The scheme will provide a government bonus to each person who has saved into a Help to Buy ISA at the point they use their savings to purchase their first home. For every £200 a first time buyer saves, the government will provide a £50 bonus up to a maximum bonus of £3,000 on £12,000 of savings.
Help to Buy ISAs are subject to eligibility rules and limits:
- An individual is only eligible for one account throughout the lifetime of the scheme and it is only available to first time buyers.
- Interest received on the account will be tax-free.
- Savings are limited to a monthly maximum of £200 with an opportunity to deposit an additional £1,000 when the account is first opened.
- The government will provide a 25% bonus on the total amount saved including interest, capped at a maximum of £3,000 which is tax-free.
- The bonus will be paid when the first home is purchased.
- The bonus can only be put towards a first home located in the UK with a purchase value of £450,000 or less in London and £250,000 or less in the rest of the UK.
- The government bonus can be claimed at any time, subject to a minimum bonus amount of £400.
- The accounts are limited to one per person rather than one per home so those buying together can both receive a bonus.
Help to Buy ISA accounts were be available until 30 November 2019, when this type of account was withdrawn for new savers. Those individuals that already have an account can keep saving until 30 November 2029, when accounts will close to additional contributions. An individual must claim their bonus by 1 December 2030.
A Lifetime ISA is available for adults under the age of 40. Individuals are able to contribute up to £4,000 per year and receive a 25% bonus on the contributions from the government. Funds, including the government bonus, can be used to buy a first home at any time from 12 months after opening the account, and can be withdrawn from age 60 completely tax-free.
Further details of the Lifetime ISA are as follows:
- Any savings an individual puts into the account before their 50th birthday will receive an added 25% bonus from the government.
- There is no maximum monthly contribution and up to £4,000 a year can be saved into a Lifetime ISA.
- The detailed rules are based on those for the Help to Buy ISA, in that the withdrawal must be for the purchase of a property for the first-time buyer to live in as their only residence and not buy-to-let. There are differences, however. In particular, the bonuses within the Lifetime ISA can be used to fund the initial deposit on the home whereas the Help to Buy bonus can only fund the completion of the purchase.

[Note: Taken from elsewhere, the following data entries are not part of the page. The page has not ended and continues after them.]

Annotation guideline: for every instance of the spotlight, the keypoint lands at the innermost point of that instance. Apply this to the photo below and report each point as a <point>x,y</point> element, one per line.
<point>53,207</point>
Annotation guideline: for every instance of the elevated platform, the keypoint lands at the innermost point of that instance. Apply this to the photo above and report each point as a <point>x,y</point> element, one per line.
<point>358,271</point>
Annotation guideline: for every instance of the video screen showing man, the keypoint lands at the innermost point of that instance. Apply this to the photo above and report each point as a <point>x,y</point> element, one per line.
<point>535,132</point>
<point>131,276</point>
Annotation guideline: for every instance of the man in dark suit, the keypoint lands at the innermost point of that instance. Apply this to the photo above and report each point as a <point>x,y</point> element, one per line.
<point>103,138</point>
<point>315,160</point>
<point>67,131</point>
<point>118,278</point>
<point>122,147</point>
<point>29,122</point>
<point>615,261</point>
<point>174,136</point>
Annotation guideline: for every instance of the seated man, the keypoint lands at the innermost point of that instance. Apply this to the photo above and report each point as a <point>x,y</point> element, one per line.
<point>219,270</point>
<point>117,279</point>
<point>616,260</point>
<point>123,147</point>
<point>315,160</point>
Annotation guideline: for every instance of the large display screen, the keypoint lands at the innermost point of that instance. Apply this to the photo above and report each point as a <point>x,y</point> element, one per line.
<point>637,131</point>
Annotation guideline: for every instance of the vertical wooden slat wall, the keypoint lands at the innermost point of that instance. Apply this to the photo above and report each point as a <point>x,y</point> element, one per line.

- The savings and bonus can be used towards a deposit on a first home worth up to £450,000 across the country.
- Accounts are limited to one per person rather than one per home, so two first-time buyers can both receive a bonus when buying together.
- An individual that has a Help to Buy ISA may transfer those savings into a Lifetime ISA, or continue saving into both. However, only the bonus from one account can be used to buy a house.
- Where the funds are withdrawn at any time before the account holder is aged 60 they will lose the government bonus (and any interest or growth on this) and will also have to pay a 25% charge.
- After the account holder’s 60th birthday they will be able to take all the savings tax-free.
Junior Individual Savings Account (Junior ISA)
Junior ISAs are available for UK resident children under the age of 18 who do not have a CTF account. Junior ISAs are tax advantaged and have many features in common with ISAs. They can be cash or stocks and shares based products. The annual subscription limit for Junior ISA and CTF accounts remains at £9,000 for 2023/24.
A transfer of savings from a CTF to a Junior ISA is permitted at the request of the registered contact for the CTF.
CTF accounts started to mature in September 2020 when the first children reached 18. Without regulatory change the investments would lose their tax advantaged status. CTF and ISA regulations have therefore been made which:
- make sure that investments in CTF accounts retain their tax advantaged status post maturity, pending instructions from the account holder
- allow savings transferred from a matured CTF to be disregarded for the annual ISA subscription limit.